Police show restraint, will their Minister follow suit?

Green MP Nandor Tanczos has welcomed the facts revealed during Parliamentary question time today that since he became a member in 1999, cannabis convictions have dropped 19 per cent while police time spent on cannabis has decreased 18 per cent.

"While it is true that the Green Party have worked very hard towards sensible and responsible reform of cannabis laws, credit must be given to the police who have realised how ineffective prohibition is in reducing the harm of drug use," said Nandor, the Green spokesperson for Cannabis Law Reform.

"We still have very high rate of cannabis convictions in comparison to most other countries, but it's pleasing to see that police are re-prioritising their time away from cannabis despite the agreement between the Government and United Future.

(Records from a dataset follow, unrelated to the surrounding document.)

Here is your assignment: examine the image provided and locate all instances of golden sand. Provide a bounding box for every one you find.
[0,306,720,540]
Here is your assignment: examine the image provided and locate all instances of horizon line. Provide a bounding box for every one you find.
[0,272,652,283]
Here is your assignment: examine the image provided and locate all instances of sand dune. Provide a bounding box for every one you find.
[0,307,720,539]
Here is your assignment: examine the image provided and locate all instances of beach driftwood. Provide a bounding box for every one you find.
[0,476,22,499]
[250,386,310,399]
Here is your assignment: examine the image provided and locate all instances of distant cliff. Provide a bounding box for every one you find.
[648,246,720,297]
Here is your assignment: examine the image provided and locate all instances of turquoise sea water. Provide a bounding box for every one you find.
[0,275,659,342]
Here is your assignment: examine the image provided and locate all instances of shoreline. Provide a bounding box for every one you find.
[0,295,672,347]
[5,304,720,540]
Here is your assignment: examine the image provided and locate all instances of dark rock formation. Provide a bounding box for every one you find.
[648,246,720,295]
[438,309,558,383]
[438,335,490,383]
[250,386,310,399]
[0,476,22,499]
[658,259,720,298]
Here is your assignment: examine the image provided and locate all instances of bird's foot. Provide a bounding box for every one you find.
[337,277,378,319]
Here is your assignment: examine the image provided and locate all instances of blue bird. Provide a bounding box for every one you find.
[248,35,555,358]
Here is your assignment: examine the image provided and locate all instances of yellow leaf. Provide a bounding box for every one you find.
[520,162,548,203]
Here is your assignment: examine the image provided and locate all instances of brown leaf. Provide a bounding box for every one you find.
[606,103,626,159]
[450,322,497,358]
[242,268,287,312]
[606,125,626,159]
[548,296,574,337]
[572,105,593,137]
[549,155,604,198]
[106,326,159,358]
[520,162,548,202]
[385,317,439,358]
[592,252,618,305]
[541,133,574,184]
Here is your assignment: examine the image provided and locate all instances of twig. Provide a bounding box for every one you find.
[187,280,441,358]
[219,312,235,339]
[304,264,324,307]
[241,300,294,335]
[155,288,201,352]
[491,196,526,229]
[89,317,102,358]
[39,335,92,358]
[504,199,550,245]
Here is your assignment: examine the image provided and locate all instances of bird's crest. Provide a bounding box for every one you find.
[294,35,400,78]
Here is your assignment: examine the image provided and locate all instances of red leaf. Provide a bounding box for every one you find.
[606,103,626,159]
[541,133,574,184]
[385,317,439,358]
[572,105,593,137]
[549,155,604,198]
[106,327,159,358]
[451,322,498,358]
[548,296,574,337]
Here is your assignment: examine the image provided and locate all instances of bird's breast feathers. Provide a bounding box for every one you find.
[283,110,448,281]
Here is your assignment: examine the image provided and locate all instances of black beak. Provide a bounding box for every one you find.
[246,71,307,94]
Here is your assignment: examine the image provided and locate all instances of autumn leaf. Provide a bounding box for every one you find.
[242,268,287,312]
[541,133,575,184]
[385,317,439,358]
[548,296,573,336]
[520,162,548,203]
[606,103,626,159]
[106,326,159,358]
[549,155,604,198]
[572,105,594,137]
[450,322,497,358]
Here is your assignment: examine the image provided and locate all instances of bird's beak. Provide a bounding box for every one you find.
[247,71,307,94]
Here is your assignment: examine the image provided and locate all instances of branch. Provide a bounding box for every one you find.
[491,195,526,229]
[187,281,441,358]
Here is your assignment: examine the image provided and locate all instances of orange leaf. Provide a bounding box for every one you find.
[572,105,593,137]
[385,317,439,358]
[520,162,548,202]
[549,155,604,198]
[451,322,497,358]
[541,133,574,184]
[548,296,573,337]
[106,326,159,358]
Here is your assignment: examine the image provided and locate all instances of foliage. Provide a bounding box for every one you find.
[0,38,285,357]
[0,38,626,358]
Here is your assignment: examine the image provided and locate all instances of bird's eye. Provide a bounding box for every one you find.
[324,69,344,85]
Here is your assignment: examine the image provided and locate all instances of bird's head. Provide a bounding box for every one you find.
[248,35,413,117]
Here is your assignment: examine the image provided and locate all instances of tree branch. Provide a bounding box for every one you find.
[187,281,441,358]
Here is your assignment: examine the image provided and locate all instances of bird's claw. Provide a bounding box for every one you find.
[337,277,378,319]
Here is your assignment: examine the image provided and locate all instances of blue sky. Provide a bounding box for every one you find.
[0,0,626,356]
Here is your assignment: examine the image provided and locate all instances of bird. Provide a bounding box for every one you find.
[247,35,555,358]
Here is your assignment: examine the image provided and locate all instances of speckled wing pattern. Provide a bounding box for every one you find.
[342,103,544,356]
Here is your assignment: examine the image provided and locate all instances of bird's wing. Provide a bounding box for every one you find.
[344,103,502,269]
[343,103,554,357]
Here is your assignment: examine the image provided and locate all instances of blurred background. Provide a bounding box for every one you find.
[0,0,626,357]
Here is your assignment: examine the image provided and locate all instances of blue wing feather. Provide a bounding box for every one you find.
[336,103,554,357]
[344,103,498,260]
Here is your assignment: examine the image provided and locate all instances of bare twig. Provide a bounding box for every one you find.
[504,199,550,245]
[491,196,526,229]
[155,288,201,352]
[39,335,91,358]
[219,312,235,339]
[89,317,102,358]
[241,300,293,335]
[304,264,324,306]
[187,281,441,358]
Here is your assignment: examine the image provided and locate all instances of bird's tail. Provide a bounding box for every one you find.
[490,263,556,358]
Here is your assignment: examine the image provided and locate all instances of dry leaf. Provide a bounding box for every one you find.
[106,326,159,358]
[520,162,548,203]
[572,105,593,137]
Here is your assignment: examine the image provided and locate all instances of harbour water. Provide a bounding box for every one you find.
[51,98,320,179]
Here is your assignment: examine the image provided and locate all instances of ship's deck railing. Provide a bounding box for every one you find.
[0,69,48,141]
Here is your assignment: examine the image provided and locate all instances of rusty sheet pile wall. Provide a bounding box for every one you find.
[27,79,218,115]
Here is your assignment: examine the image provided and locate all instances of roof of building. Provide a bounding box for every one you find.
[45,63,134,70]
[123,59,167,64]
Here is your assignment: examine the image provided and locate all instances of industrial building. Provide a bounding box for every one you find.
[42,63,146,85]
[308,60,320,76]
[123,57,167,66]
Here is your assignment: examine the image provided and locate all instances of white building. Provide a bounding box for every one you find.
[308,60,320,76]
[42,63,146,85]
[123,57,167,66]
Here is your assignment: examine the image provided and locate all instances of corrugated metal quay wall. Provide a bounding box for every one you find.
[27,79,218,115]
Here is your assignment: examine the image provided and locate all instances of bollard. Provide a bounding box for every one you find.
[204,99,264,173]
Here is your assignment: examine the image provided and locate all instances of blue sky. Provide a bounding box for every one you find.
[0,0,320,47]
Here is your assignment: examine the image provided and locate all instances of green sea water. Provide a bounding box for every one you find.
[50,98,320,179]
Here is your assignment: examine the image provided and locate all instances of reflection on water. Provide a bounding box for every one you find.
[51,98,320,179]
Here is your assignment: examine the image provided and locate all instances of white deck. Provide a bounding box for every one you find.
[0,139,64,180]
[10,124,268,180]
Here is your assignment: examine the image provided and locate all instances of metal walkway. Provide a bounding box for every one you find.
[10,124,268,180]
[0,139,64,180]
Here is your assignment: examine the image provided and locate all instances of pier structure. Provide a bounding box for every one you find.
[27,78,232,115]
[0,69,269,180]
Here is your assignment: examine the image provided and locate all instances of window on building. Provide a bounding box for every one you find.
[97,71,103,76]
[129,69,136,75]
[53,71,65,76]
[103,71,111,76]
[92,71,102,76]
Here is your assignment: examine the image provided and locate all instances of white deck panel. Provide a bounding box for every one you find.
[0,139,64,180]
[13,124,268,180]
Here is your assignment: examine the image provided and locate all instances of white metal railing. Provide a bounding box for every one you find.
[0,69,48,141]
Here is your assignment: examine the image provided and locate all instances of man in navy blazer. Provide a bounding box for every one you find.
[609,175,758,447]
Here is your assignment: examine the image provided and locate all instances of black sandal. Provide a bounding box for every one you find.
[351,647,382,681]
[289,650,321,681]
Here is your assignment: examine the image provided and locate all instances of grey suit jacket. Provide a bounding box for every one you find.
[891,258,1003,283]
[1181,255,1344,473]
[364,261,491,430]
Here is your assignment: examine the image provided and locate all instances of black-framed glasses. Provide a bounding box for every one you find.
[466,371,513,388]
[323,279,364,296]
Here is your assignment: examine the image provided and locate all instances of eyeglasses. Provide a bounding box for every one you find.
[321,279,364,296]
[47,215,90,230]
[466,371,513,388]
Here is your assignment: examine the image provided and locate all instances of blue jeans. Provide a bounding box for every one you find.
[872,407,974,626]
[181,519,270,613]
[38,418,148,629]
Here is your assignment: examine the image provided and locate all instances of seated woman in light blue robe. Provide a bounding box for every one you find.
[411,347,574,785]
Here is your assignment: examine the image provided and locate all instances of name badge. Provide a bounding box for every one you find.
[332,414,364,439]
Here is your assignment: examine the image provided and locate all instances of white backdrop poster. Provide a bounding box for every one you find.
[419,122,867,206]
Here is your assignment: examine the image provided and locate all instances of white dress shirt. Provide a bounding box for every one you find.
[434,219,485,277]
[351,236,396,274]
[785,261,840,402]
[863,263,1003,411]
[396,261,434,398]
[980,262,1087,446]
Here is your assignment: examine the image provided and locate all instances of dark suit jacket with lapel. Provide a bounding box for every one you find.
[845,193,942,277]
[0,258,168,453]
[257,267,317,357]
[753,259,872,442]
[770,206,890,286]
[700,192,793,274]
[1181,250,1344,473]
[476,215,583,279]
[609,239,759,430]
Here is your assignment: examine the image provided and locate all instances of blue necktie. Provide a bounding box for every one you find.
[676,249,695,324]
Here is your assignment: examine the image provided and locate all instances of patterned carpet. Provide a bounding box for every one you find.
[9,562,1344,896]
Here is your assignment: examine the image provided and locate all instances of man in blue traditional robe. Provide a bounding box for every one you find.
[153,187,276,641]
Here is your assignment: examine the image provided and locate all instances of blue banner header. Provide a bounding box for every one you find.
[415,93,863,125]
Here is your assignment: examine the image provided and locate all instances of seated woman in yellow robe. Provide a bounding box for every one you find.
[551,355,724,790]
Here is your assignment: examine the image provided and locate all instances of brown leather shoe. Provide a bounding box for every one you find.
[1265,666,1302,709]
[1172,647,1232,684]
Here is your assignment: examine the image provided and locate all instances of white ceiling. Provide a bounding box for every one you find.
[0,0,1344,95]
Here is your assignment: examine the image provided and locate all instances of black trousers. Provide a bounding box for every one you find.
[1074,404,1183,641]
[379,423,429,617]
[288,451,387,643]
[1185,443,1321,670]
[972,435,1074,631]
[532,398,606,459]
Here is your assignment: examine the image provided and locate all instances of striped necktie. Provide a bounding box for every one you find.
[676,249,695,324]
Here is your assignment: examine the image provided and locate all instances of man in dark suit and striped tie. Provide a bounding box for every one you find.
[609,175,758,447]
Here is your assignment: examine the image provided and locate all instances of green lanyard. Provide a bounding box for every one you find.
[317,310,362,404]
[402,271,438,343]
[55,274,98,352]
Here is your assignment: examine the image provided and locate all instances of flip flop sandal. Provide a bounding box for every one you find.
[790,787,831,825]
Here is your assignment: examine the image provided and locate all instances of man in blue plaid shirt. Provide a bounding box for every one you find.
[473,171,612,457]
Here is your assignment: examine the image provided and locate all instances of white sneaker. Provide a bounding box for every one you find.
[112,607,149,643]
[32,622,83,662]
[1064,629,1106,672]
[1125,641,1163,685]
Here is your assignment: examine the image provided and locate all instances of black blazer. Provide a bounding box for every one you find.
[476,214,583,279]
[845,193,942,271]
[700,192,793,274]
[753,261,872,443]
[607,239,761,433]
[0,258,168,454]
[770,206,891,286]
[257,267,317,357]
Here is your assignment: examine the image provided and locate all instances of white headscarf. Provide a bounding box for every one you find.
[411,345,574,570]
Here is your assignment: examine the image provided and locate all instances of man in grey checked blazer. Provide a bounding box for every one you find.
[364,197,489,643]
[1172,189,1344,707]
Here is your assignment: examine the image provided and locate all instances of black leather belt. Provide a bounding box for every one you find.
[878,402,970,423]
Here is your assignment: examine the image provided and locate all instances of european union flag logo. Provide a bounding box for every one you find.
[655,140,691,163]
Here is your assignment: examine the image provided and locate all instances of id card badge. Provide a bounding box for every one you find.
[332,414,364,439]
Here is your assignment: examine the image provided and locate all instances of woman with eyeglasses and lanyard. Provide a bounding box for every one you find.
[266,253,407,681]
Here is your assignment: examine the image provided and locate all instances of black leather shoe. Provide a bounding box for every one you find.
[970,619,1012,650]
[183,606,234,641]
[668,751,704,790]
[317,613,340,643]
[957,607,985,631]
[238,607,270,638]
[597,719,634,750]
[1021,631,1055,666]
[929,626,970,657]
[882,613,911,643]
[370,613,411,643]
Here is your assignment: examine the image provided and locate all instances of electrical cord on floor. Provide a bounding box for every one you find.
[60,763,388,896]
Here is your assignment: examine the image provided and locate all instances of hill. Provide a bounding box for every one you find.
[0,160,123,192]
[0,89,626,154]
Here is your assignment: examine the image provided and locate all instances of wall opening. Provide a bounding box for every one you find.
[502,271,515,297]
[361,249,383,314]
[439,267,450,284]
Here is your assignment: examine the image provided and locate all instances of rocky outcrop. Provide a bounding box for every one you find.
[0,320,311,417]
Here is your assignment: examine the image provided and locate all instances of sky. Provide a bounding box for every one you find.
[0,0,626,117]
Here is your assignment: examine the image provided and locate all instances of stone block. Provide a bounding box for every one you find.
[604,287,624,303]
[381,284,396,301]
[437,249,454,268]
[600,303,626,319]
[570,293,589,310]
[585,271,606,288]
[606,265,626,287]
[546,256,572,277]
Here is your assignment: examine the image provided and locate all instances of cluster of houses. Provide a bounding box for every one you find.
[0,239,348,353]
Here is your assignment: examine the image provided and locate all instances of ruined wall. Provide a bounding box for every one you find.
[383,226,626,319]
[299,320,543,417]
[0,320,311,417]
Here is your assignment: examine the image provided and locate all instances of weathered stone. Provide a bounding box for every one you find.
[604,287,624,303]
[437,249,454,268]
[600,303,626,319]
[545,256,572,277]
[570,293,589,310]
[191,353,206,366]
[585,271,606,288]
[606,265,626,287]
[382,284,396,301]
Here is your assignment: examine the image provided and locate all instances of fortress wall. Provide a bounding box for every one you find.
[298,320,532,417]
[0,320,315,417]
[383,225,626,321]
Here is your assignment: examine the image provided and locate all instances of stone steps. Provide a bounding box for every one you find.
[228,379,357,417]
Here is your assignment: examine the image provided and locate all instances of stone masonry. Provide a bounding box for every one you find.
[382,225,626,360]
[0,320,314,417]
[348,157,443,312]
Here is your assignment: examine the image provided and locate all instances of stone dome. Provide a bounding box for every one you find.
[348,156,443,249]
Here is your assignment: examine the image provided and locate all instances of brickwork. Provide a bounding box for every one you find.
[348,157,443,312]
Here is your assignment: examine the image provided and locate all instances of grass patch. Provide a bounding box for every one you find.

"However, law reform is still needed because the evidence shows that Maori are more likely to be prosecuted and convicted of cannabis offences, and so what we would suspect is that more middle-class white kids are being let off.

"Diversion can be an effective tool under the current regime, but it must be applied consistently to all people in all areas," he said.

Nandor said that Mr Hawkins response to questions raised in Parliament today was contemptuous of the needs of elderly people to use effective, safe and affordable pain relief.

"Older people should be very concerned at the attitudes about the medicinal use of cannabis expressed by the Minister today in the House," said Nandor.

"The Minister has effectively given a green light to police to bust older people who use cannabis responsibly and entirely for their own personal and medicinal use, while at the same time many elderly live in fear of home invasions and being bashed in broad daylight for their wallets and handbags.

"You've got to wonder where his priorities and compassion are. Nineteen people over 60 years-old were busted for cannabis offences last year yet the only thought the Minister could offer was that no-one should use cannabis because it's not labelled correctly.

"If the medicinal use of cannabis was allowed, then information regarding its safe and most effective use would be available. The Minister's support of prohibition actually denies the availability of information and therefore creates a more dangerous situation for older people," said Nandor.

"Older people have sacrificed too much for New Zealand to bother living under stupid laws in the twilight years of their lives. I fully support the choice of adults to use the most effective pain relief available to them."